This document introduces GraphRAG, a feature of the knowledge platform, and covers knowledge base management, document processing, knowledge graph visualization, knowledge Q&A, and model configuration.
Overview
GraphRAG is a knowledge-enhanced retrieval system built on a graph structure. Its core principle is to parse document content into an entity-relation graph. This graph serves as the foundation for retrieval to answer complex semantic questions that span multiple documents and sections.
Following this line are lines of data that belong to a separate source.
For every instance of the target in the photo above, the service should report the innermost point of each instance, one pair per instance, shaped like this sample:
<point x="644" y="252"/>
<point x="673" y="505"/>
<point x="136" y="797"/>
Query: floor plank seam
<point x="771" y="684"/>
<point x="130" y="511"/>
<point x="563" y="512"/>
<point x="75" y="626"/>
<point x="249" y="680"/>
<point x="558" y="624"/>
GraphRAG includes the following core concepts:
Concept | Description |
Workspace | A workspace is the top-level organizational unit in GraphRAG. Data is isolated between workspaces. |
Entity | A typed knowledge node, such as a person, organization, location, or event, extracted from a document. |
Relation | A semantic edge that connects two entities and describes their association. |
Chunk | A text segment created by chunking a document. It is the fundamental data unit for knowledge graph construction and retrieval. |
The GraphRAG processing workflow is as follows:
Document parsing and chunking: After you upload a document, the system uses a parsing engine to extract text, tables, and image content. The system then splits the text into chunks based on the configured parameters and generates an embedding for each chunk.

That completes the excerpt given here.